Treasurer Wayne Swan is keeping up the political pressure on a trio of Australian mining billionaires he has accused of mobilising their wealth against the Labor government’s mining and carbon taxes.

As the nation’s third-largest iron ore producer Fortescue Metals took out full-page advertisements defending its chairman Andrew Forrest, Mr Swan denied he was anti-business or engaging in the politics of envy.

“These are the convenient phrases used by the champions of privilege,” he told the National Press Club in Canberra on Monday.

The stoush comes after the treasurer wrote an essay for The Monthly magazine in which he said “vested interests” were threatening the Australian idea of a fair go and had waged “ferocious and highly misleading” campaigns against the government’s forthcoming taxes.

Mr Swan said his essay was not an attack on the rich.

“It is an attack on an imbalance in influence and opportunity,” he said.

Mr Swan – whose mining profits tax is due to pass the Senate later this month – said the political debate was being distorted.

“We can’t afford to let the market system or the political conversation be undermined by the greed of a wildly irresponsible few,” he said.

“It is a defining issue for our economy and our community. I believe it is also now the major dividing line in our politics.”

In its ads on Monday, Fortescue said the treasurer had been “unfair, untrue and divisive”, and defended Mr Forrest, who gives away more than $50 million a year to charities.

“Andrew epitomises the spirit of what an Australian can do if given a ‘fair go’,” Fortescue deputy chairman Herb Elliott said in the ads.

Mr Swan said although it was “good” that Mr Forrest and his wife gave away their own money, it was no reason not to pay a mining tax.

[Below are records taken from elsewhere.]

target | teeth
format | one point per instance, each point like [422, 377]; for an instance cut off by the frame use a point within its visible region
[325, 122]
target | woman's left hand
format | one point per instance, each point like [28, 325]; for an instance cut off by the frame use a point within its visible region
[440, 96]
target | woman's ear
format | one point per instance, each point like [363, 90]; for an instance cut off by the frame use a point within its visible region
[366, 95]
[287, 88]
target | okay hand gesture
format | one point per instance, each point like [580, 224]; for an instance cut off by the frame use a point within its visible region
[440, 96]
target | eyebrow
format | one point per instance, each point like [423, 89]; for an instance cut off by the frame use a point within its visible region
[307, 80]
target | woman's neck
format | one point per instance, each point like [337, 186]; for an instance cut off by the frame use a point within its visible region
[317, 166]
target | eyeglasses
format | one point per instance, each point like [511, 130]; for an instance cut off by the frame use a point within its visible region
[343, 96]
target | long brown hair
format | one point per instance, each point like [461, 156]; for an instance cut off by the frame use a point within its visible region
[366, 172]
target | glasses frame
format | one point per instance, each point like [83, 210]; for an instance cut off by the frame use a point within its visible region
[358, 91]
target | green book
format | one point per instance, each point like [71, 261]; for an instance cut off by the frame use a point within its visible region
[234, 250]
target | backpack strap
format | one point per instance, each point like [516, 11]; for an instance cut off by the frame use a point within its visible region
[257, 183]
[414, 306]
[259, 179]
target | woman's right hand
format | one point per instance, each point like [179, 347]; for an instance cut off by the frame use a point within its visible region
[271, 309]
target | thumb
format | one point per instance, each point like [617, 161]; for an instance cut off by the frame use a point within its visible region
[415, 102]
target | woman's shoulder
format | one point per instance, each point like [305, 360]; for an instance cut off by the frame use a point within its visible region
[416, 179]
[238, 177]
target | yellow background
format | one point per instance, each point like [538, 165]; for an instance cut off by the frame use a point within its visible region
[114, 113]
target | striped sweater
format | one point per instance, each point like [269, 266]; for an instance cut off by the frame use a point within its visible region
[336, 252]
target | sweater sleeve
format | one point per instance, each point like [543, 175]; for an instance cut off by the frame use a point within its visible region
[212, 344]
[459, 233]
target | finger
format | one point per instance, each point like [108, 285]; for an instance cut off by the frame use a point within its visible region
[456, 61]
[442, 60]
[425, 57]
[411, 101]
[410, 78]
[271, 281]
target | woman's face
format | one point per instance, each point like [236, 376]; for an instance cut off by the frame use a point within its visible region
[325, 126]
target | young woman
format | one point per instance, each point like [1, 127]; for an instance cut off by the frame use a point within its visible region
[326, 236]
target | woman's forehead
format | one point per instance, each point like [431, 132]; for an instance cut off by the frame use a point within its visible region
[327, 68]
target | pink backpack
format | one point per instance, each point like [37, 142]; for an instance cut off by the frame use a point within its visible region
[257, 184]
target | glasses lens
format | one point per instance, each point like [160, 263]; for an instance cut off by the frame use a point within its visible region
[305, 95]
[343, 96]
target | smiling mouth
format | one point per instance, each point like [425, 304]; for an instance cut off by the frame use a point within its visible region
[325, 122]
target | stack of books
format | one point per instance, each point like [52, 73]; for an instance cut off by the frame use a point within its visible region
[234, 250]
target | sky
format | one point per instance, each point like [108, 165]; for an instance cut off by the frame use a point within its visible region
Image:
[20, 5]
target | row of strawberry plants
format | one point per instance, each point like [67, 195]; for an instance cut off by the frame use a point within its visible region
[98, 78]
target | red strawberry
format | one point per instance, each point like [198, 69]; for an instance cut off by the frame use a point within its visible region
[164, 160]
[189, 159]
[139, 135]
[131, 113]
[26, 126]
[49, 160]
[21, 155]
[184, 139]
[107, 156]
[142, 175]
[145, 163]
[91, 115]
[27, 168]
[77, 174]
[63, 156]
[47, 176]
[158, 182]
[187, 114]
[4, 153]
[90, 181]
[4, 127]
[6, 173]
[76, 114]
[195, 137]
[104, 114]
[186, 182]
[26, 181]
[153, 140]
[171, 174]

“Charity is not a substitute for paying tax.”

Mining groups have been openly hostile about the 30 per cent tax on coal and iron ore mining profits, saying it will hurt the resources sector and jobs.

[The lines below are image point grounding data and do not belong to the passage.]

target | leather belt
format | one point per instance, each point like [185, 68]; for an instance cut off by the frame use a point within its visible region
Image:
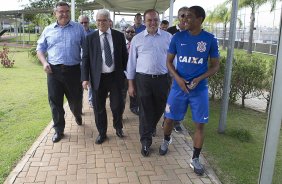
[153, 76]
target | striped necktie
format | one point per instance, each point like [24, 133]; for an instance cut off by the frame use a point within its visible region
[107, 50]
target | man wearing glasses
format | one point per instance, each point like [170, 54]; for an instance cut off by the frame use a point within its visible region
[104, 60]
[62, 41]
[84, 21]
[182, 12]
[133, 103]
[147, 69]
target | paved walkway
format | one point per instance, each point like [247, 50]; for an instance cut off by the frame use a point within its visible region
[77, 159]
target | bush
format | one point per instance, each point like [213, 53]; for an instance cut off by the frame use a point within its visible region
[247, 75]
[4, 57]
[240, 134]
[251, 74]
[33, 54]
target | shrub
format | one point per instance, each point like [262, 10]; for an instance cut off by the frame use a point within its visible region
[246, 78]
[33, 54]
[4, 57]
[241, 134]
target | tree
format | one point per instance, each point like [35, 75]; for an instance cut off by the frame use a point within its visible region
[221, 14]
[254, 5]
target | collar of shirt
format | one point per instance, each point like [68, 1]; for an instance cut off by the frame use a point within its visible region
[146, 32]
[108, 31]
[70, 23]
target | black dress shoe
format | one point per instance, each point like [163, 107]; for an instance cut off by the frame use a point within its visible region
[57, 136]
[78, 120]
[119, 133]
[145, 151]
[100, 139]
[154, 133]
[135, 111]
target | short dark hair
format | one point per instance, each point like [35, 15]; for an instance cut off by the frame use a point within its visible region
[199, 12]
[61, 3]
[184, 8]
[137, 14]
[149, 11]
[165, 22]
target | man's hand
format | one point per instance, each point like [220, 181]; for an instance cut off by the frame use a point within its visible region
[131, 88]
[85, 85]
[47, 68]
[193, 83]
[182, 84]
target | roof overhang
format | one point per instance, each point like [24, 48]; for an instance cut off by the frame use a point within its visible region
[134, 6]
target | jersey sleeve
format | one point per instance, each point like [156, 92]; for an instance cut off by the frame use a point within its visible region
[172, 46]
[214, 51]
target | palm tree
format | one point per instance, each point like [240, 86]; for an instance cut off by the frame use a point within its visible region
[254, 5]
[221, 14]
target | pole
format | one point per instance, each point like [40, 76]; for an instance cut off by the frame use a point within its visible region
[73, 10]
[228, 68]
[171, 12]
[273, 122]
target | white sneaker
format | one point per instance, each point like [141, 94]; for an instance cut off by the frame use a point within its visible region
[197, 166]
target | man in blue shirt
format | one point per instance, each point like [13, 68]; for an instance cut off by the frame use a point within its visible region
[194, 49]
[147, 68]
[138, 26]
[62, 41]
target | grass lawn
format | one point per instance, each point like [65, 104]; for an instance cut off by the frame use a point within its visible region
[24, 109]
[236, 155]
[25, 112]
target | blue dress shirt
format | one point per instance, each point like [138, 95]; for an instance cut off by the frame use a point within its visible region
[139, 29]
[62, 44]
[148, 54]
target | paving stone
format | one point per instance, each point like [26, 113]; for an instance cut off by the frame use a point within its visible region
[77, 159]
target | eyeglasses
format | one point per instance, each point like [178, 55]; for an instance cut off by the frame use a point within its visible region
[184, 15]
[130, 31]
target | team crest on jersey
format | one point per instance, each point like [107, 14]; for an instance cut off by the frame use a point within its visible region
[201, 46]
[167, 108]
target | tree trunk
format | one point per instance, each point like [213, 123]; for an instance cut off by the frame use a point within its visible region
[224, 37]
[252, 26]
[243, 100]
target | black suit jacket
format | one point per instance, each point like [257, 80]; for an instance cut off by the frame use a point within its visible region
[92, 58]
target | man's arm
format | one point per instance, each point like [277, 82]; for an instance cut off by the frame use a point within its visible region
[180, 81]
[42, 58]
[213, 68]
[85, 63]
[131, 69]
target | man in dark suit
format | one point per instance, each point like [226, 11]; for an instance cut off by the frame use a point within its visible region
[104, 60]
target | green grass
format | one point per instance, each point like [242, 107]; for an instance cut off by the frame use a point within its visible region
[24, 109]
[236, 155]
[28, 38]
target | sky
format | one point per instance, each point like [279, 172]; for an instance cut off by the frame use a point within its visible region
[206, 4]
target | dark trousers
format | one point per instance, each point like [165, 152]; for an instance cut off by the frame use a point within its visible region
[108, 85]
[152, 95]
[133, 103]
[64, 80]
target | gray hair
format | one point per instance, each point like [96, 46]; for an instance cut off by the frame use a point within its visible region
[104, 12]
[83, 16]
[61, 3]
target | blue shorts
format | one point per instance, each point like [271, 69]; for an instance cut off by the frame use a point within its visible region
[178, 101]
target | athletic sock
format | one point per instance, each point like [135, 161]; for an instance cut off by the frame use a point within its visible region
[167, 137]
[196, 152]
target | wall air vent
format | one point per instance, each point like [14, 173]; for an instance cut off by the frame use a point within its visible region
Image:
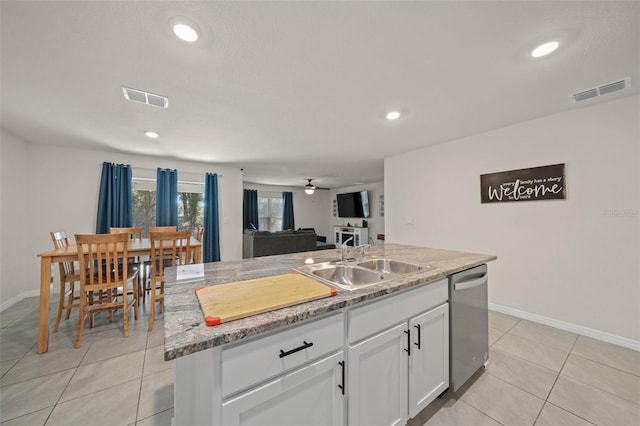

In 2010, the sector’s campaign against the government’s larger resources super-profits tax – and the furore that followed – contributed to the demise of prime minister Kevin Rudd.

The government says the revamped mining tax will raise $11 billion over three years and help spread the benefits of the mining boom.

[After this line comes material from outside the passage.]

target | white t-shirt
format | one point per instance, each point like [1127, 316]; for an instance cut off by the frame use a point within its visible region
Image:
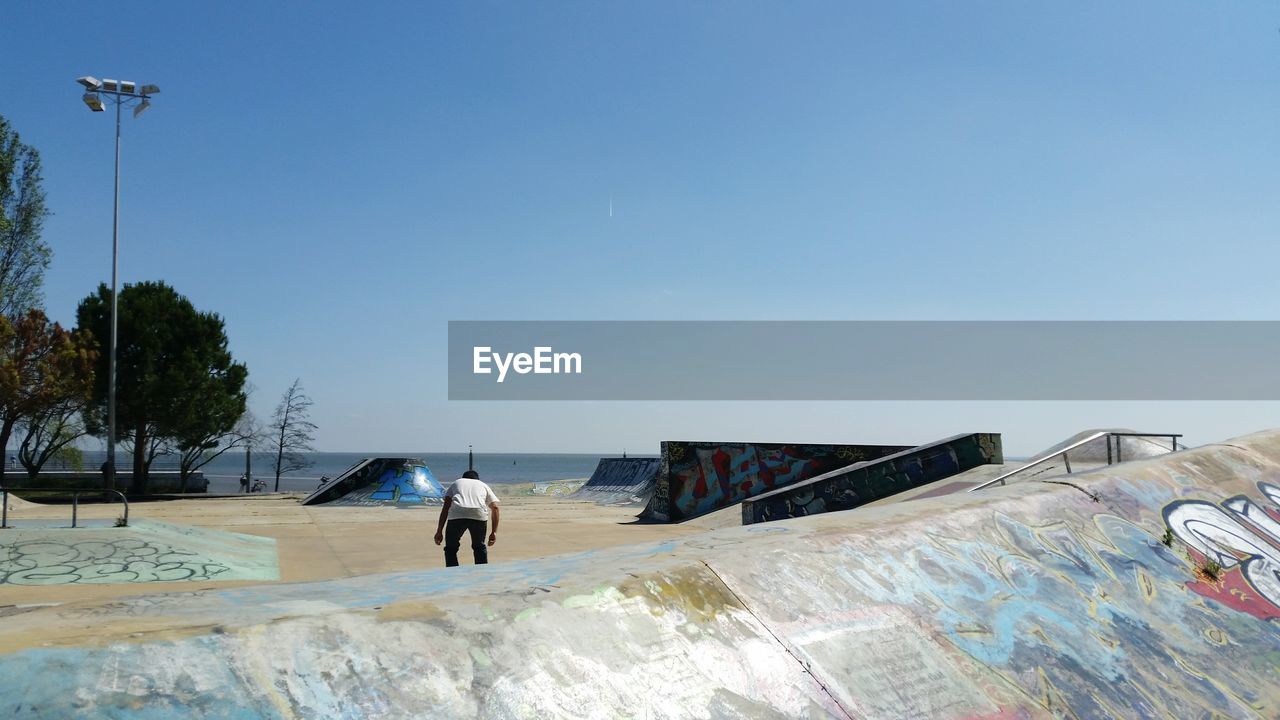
[471, 500]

The carbon tax, which takes effect on July 1, will levy $23 on every tonne of carbon emissions produced by the nation’s biggest polluters.

Mr Swan said “99 per cent” of business people were a force for good in society.

But Opposition Leader Tony Abbott was “kneeling down at the feet” of so-called vested interests, such as WA magnates Mr Forrest and Gina Rinehart and Queensland mining billionaire Clive Palmer, he said.

Mr Abbott said the issue was not about Mr Swan’s “phoney class war on billionaires” but the government’s attack on middle Australia, which was dealing with rising living costs through the carbon tax and the watering down of private health insurance rebates.

Mr Swan’s targets were “wealth creators”, he told reporters in Bendigo, Victoria.

Greens leader Bob Brown said the Fortescue ads showed how “tilted” things had become.

“The average bod, the schoolteacher, the nurse, the small business person can’t do that,” he told reporters in Hobart.

The CFMEU, which represents miners, said Mr Swan was courageous.

“Government has a right to manage the boom and seek adequate revenue from it,” national secretary Michael O’Connor said in a statement.

Mr Palmer said Mr Swan was an “intellectual pygmy” who didn’t know how the economy worked.

“He is just a puppet of the faceless men who give directions on what to do and say,” he wrote in an opinion piece published by Fairfax Media.